In response to the increasing use of tablet-sized electronic devices by students across the country, and, in particular, nursing students, a volunteer group of faculty took iPad Minis with them to their clinical settings this semester. The thought was to raise awareness among faculty of what many students already know. What are the uses and possibilities for inadvertent abuse of tablets in general, or the iPad mini in particular, when it comes to the clinical setting? Early word has come back to the team that organized this pilot effort: Margaret Hill, Alan McKendree, Peter Hancock, Scott Hudson, and Gayle Timmerman.
Five of the initial thirteen users had positive results from use of the iPad Mini or, in a few cases, the slightly larger iPad. Other faculty have used Android-based devices this semester with equal success, while some will await their personal purchase of the Microsoft tablet known as the Surface. Information was recently shared at the first of what will become monthly user group meetings. Here are some results and some trends to watch.
All faculty mentioned the lightweight, lab-coat-pocket sized nature of the Mini as creating great usability in the clinical setting. Some ideas for ensuring security and for maintaining cleanliness in clinical situations were shared. It was noted that our three “super users” at the school, Scott Hudson and Meredith Granholm of the Skills and Simulations Lab, and Mandy Deen of the Learning Center, were able to assist faculty to begin use of the Mini devices and to ensure that security measures were followed. Margaret Hill maintains sufficient data to assist in case of a device that would need to be disabled because of loss or severe damage or the like. For those who want to venture into the land of the tablet, Scott, Meredith, and Mandy are here to assist during business hours throughout the year.
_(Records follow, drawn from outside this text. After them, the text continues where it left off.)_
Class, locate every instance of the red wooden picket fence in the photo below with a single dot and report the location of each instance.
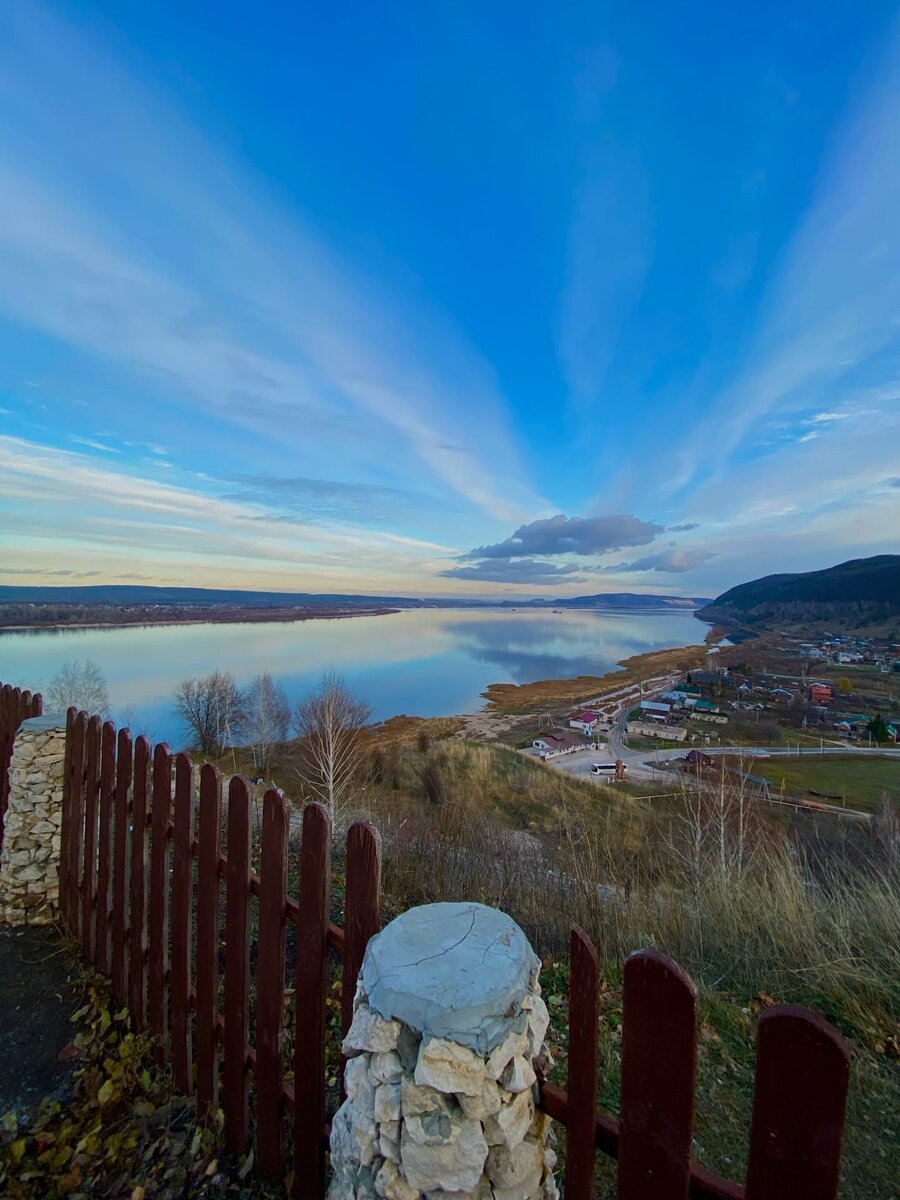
(147, 889)
(16, 706)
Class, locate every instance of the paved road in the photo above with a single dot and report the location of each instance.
(637, 761)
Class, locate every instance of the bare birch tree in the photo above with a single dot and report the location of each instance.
(79, 684)
(329, 725)
(265, 718)
(209, 709)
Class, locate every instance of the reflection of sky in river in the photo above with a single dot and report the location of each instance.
(427, 663)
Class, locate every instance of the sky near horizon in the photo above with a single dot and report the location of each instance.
(453, 299)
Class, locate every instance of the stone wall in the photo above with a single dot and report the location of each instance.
(448, 1030)
(29, 862)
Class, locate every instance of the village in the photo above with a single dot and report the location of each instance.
(829, 696)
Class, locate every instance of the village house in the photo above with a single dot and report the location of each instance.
(550, 745)
(661, 732)
(585, 721)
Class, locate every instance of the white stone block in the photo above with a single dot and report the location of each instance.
(485, 1104)
(519, 1075)
(391, 1186)
(454, 1162)
(371, 1032)
(511, 1123)
(515, 1043)
(387, 1067)
(387, 1102)
(449, 1067)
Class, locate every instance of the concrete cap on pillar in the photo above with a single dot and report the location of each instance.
(455, 971)
(43, 724)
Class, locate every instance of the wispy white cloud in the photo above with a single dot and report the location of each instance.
(835, 303)
(111, 508)
(268, 318)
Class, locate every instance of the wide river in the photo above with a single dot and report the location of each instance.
(425, 663)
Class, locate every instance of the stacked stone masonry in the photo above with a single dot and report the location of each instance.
(29, 863)
(431, 1116)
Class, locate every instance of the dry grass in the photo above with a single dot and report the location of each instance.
(527, 696)
(712, 880)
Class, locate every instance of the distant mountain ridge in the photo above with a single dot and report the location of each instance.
(613, 600)
(147, 594)
(859, 588)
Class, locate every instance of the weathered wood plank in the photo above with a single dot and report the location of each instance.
(659, 1045)
(121, 845)
(207, 951)
(583, 979)
(799, 1107)
(181, 888)
(270, 988)
(237, 970)
(157, 903)
(105, 847)
(311, 985)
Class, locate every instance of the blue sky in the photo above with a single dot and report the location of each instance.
(450, 298)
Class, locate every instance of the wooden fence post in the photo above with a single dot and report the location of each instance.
(180, 910)
(799, 1101)
(310, 1000)
(91, 786)
(157, 901)
(363, 912)
(270, 987)
(207, 952)
(583, 979)
(66, 817)
(121, 815)
(105, 831)
(659, 1045)
(137, 887)
(237, 973)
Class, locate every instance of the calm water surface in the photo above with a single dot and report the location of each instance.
(425, 663)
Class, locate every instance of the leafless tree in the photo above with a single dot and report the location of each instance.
(209, 709)
(79, 684)
(265, 718)
(329, 725)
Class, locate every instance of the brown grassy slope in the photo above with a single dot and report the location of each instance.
(522, 697)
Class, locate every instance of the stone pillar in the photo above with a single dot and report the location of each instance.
(448, 1029)
(29, 863)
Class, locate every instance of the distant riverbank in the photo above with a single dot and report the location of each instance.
(231, 616)
(425, 661)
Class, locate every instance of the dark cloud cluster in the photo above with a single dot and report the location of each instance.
(672, 561)
(573, 535)
(324, 498)
(523, 556)
(515, 570)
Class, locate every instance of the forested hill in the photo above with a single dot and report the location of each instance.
(862, 589)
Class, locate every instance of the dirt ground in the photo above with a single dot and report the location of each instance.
(36, 1002)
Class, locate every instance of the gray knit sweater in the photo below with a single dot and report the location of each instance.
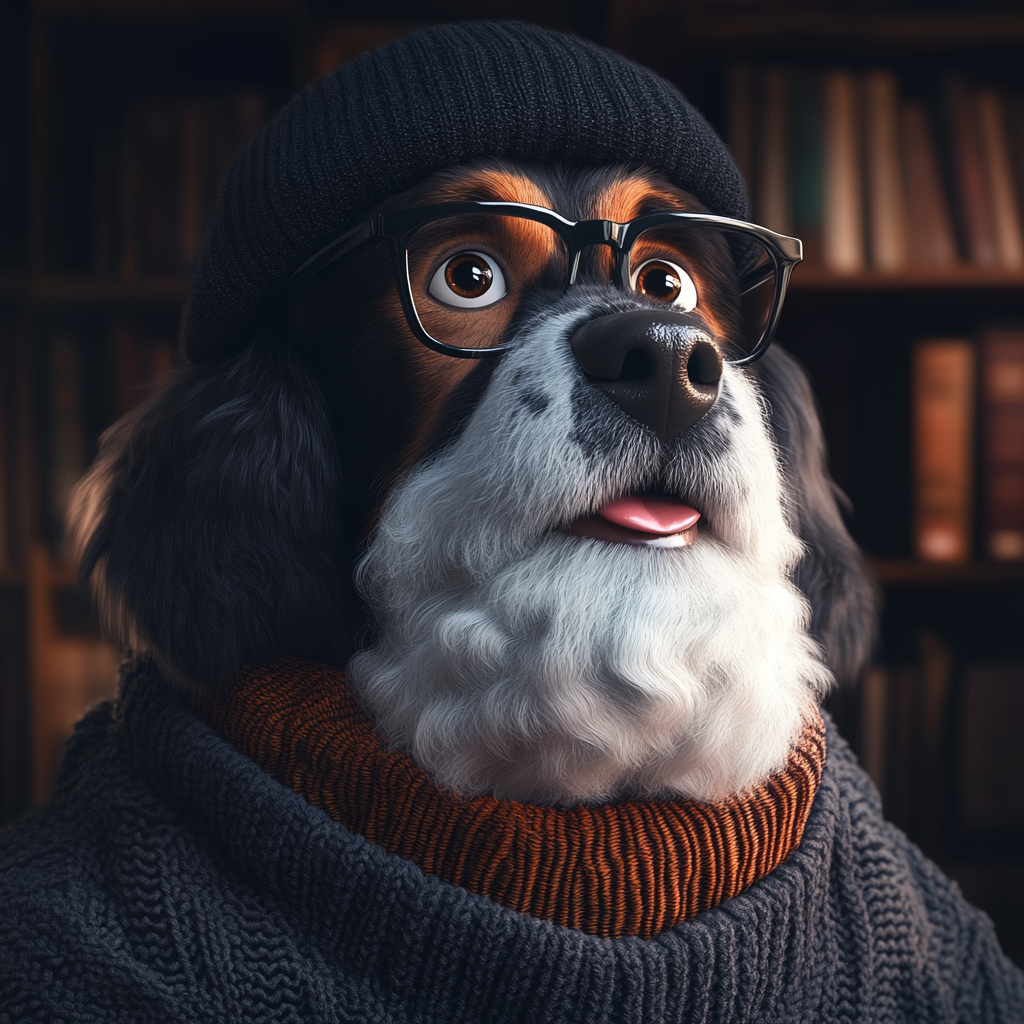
(169, 879)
What’s new on the horizon? The school will be providing a few reserve books, such as the Dummies series, for tablet users. These can be checked out from the Learning Center beginning in the summer. There are also plans or pilot use of a very small, inexpensive, and lightweight portable pocket projector for use in post-conferences. Visualize what could be done when one projects a large map-sized photo of peripheral vascular circulation on the wall of a hospital conference room so that students might clearly visualize or, in another case, a chest film from a chapter in a textbook that would be describing COPD. Some of the products being considered are the Pico Projector and another product that will project up to 80-inch displays on the post-conference wall or any other convenient setting. One can see a need to pre-test uses to be sure that there would never be privacy issues or other disturbing outcomes from this new world of learning devices.
To finish this first Web Log (the formal name of a BLOG), here are names of some handy applications. The On Live desktop application that can be downloaded from the Apple on-line application store can provide a typical Microsoft/PC computer access screen from which those who are more used to the look of a Microsoft Windows type of screen can formulate Word documents, Power Point presentations, and access e-mails.
Next time, we’ll discuss the Sharkk and the ZIO keypad for use in typing with small handheld devices and the fabulous Photon browser from Apple. We’ll also have some of our in-house Android product users describe some of the differences so that our readers who are interested in buying the various products will be able to choose purchases that fit needs.